Maybe the level of playing really is getting higher; aural memory is a slippery thing. But a lot depends on the podium, and with Giancarlo Guerrero as guest conductor, there was plenty of euphoria in the air. There was also plenty of conductor in the air, since this music director of the Nashville Symphony Orchestra favored an unusually aerobic style. He jumped and jabbed, shook his arms at the heavens, and at one point, if I'm not mistaken, actually hopped (the podium must be bigger than it looks).
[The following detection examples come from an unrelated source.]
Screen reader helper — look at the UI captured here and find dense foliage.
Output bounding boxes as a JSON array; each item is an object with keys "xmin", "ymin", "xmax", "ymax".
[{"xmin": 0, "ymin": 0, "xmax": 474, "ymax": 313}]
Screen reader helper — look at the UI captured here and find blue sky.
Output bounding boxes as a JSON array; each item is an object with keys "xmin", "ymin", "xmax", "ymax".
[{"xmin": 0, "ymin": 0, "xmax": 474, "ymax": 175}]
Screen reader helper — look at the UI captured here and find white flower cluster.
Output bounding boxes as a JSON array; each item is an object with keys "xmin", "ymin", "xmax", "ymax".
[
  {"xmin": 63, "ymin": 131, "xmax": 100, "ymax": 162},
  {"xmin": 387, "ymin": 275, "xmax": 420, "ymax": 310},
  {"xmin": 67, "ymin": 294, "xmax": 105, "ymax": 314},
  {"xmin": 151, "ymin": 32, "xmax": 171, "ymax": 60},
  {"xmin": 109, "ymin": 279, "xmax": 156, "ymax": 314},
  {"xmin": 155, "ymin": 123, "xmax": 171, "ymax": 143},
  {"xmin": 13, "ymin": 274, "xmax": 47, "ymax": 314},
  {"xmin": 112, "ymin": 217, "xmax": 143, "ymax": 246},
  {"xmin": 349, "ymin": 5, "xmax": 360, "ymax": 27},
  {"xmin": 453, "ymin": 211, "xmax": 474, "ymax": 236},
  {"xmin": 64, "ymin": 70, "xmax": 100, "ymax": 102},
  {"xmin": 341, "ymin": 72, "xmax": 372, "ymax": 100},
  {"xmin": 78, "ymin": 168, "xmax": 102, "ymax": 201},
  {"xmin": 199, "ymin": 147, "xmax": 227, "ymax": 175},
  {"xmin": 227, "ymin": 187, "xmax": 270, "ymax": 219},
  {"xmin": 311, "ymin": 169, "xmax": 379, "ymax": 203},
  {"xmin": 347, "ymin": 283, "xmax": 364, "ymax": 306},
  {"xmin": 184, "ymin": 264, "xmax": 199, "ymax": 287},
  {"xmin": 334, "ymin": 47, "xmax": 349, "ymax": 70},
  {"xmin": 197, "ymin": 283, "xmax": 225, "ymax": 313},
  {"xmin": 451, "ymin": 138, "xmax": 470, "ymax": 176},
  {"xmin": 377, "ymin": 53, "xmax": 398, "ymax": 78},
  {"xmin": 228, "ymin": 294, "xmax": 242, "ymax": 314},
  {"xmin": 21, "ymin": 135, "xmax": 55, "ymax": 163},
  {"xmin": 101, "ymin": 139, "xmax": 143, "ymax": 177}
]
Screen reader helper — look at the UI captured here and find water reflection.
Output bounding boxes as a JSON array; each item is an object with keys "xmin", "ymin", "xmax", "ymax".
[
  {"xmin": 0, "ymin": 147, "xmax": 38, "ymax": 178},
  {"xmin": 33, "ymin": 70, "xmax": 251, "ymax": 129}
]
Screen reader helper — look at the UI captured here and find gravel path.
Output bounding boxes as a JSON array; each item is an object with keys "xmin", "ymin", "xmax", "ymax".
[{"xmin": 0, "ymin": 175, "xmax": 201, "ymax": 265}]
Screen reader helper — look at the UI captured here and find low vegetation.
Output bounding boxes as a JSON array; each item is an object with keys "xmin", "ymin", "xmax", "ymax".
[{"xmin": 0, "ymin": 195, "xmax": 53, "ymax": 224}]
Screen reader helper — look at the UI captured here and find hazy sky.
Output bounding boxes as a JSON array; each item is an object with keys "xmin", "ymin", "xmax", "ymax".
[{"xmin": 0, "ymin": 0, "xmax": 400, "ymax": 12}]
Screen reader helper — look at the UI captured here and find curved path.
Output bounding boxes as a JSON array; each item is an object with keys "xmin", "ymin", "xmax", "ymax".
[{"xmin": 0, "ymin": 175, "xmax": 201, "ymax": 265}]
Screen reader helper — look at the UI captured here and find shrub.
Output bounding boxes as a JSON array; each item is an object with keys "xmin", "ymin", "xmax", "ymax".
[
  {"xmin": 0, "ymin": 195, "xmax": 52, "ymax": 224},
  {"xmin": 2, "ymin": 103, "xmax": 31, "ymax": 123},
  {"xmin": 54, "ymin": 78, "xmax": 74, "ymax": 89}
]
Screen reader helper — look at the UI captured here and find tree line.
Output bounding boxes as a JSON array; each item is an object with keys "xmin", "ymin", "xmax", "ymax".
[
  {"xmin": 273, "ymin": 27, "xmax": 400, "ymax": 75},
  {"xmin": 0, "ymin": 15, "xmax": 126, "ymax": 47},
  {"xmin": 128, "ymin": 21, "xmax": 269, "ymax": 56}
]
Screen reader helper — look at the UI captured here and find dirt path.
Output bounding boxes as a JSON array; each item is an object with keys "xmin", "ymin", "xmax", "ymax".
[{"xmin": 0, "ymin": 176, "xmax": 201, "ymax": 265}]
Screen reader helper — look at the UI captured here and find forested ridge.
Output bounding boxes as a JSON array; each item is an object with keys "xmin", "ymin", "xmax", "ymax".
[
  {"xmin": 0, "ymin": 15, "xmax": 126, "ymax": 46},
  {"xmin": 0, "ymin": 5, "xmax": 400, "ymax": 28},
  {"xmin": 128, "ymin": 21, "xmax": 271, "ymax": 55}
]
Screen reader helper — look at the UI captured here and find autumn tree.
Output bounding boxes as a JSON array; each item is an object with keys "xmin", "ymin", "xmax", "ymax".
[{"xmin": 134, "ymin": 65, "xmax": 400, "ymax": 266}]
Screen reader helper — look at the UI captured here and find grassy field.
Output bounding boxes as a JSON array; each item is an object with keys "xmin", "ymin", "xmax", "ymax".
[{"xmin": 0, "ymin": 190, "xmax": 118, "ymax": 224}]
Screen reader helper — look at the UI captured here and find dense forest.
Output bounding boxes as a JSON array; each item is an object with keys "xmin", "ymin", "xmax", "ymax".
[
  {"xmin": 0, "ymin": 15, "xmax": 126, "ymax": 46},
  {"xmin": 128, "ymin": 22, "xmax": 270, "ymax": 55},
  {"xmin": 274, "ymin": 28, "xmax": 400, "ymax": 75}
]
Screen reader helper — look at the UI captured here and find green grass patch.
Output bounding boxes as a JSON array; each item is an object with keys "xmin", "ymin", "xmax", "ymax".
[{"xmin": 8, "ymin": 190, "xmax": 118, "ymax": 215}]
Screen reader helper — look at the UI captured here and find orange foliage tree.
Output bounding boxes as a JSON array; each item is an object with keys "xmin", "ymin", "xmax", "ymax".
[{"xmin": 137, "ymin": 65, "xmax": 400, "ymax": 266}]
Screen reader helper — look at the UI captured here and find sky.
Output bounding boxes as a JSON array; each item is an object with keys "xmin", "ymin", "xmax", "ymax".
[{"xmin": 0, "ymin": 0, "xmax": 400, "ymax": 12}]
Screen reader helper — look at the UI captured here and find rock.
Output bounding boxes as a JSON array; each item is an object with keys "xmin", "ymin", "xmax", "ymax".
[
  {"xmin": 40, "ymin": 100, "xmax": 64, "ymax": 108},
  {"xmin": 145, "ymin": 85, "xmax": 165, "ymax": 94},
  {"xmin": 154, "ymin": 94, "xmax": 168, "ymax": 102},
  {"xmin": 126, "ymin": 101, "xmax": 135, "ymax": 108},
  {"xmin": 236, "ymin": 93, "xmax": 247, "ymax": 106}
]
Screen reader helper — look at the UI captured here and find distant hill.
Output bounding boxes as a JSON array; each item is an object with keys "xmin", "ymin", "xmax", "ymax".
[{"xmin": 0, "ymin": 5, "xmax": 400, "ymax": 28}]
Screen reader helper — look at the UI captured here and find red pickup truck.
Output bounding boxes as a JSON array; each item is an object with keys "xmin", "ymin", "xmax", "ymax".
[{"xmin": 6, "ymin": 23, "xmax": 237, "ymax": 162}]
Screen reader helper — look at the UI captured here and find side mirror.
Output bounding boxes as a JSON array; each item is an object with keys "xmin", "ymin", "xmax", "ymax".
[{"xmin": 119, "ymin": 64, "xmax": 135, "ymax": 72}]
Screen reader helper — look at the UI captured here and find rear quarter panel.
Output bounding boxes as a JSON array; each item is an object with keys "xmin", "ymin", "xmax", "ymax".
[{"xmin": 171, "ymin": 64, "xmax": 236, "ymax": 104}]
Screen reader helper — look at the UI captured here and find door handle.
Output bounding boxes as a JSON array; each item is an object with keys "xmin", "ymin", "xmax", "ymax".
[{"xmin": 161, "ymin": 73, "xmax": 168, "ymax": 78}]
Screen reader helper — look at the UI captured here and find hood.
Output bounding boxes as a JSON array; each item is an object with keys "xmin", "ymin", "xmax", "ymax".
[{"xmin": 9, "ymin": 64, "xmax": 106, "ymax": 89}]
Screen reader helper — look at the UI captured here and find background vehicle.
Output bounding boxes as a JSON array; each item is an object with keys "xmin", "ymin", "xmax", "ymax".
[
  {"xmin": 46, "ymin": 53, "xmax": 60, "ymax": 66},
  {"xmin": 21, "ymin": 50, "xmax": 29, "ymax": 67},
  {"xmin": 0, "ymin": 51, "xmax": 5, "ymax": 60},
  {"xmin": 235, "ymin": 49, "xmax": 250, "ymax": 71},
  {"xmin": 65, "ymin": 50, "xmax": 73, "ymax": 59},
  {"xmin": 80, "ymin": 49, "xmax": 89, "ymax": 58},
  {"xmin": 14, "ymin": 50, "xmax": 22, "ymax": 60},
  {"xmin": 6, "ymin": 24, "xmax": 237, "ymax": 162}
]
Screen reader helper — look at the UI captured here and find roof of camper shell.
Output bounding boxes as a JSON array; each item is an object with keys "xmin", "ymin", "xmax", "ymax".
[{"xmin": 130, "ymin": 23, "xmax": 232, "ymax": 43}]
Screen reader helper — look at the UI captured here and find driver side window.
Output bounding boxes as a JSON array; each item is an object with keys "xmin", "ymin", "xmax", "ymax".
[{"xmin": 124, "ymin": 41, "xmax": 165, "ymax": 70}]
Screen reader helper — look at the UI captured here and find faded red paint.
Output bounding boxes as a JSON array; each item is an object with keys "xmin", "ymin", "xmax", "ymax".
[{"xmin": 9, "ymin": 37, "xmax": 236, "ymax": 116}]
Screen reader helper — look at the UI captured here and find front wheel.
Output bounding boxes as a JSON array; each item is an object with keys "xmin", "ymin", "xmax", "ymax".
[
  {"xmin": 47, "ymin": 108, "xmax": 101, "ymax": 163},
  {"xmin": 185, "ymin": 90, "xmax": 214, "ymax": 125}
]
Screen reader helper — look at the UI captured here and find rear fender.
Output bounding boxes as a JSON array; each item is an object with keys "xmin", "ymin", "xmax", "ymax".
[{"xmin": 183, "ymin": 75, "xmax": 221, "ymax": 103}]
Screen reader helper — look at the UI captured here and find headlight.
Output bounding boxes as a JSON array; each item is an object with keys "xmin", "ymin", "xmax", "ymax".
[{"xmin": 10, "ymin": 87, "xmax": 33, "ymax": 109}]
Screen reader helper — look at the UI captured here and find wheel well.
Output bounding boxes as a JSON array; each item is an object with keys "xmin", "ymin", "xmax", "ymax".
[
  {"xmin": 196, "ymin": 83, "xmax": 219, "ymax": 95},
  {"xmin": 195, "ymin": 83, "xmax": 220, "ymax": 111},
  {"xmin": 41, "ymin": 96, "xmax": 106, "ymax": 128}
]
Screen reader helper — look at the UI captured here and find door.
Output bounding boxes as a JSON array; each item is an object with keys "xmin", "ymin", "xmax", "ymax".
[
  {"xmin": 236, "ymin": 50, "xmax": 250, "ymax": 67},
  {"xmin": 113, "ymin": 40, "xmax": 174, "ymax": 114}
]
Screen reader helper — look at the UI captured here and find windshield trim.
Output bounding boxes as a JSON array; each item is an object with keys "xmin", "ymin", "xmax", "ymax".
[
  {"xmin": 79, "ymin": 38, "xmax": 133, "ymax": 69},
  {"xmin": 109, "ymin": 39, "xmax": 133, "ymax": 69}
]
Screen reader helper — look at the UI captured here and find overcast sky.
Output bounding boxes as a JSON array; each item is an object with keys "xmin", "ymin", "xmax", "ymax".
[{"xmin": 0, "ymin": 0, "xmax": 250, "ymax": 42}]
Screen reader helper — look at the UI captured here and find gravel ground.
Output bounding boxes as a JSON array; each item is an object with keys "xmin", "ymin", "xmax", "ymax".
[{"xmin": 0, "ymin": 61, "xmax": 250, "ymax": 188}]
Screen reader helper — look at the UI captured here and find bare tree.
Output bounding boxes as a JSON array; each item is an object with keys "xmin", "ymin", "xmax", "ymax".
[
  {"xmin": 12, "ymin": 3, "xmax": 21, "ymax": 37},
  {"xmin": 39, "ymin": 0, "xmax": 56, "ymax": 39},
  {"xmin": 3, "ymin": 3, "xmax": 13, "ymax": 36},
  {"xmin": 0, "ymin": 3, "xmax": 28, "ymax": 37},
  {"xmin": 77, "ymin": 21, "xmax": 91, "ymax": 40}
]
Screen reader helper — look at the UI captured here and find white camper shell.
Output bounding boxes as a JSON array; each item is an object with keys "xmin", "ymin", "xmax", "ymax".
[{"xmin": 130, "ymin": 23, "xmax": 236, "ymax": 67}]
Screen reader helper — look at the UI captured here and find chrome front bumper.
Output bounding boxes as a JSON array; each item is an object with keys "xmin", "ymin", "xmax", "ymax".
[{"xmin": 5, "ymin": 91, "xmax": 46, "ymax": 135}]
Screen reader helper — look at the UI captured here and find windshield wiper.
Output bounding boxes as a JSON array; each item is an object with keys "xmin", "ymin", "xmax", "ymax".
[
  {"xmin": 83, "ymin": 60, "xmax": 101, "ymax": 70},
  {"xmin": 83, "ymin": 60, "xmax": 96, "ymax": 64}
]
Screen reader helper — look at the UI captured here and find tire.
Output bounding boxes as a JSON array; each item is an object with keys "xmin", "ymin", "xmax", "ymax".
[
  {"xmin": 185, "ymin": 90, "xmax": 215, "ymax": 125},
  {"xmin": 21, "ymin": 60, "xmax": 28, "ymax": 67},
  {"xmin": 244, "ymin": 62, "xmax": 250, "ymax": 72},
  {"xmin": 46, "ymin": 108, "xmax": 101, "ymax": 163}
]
A professional orchestra might not have been able to find enough rehearsal time to polish a program as challenging as this one, but students don't come armed with labor contracts. The special techniques in Ligeti's Atmosphères (1961) - brass players whooshing air through their instruments, two pianists standing over an open grand piano to apply jazz brushes to the strings - no doubt opened their eyes to a universe of sounds beyond the 19th-century core traditions enshrined at Curtis. They emerged as experts.

Guerrero didn't give the audience a chance to weigh in on the work's dissonant clusters and pseudo-electronic buzzing, launching into Strauss' Also sprach Zarathustra - referring to, as with the Ligeti, 2001: A Space Odyssey - without pause. Some of his expressive instincts veer toward the overwrought, but the students adapted easily. Concertmaster Joel Link wove a graceful ease into his solo work.

The Symphony No. 1 by Curtis boy Samuel Barber opened. Guerrero's tempo in the one-movement work's slow section was just right, allowing oboist Korey Marshall to flourish.

Mussorgsky's Songs and Dances of Death marked the confluence of enough magnificence that it could have been repeated two or three times without sounding old. Curtis alumnus John Relyea was the bass-baritone soloist. In student days, his was a fine voice. Now, however, he glows. His timbres took on startlingly different shades, and he exerted an enormous presence, but without strain.

Written for piano and voice, these songs were never orchestrated by Mussorgsky, and rather than falling back on the common Shostakovich orchestration, Relyea performed Finnish composer Kalevi Aho's reworking. Aho references Mahler, and in one clever spot makes a nod to Ravel's repainting of Pictures at an Exhibition. It's genius layered upon genius. As the best orchestral song cycles do, this version preserves a hospitable atmosphere for the voice, but also creates a role for the orchestra so inventive it conjures a new equal partner - which, with an orchestra this fine, was a very good thing.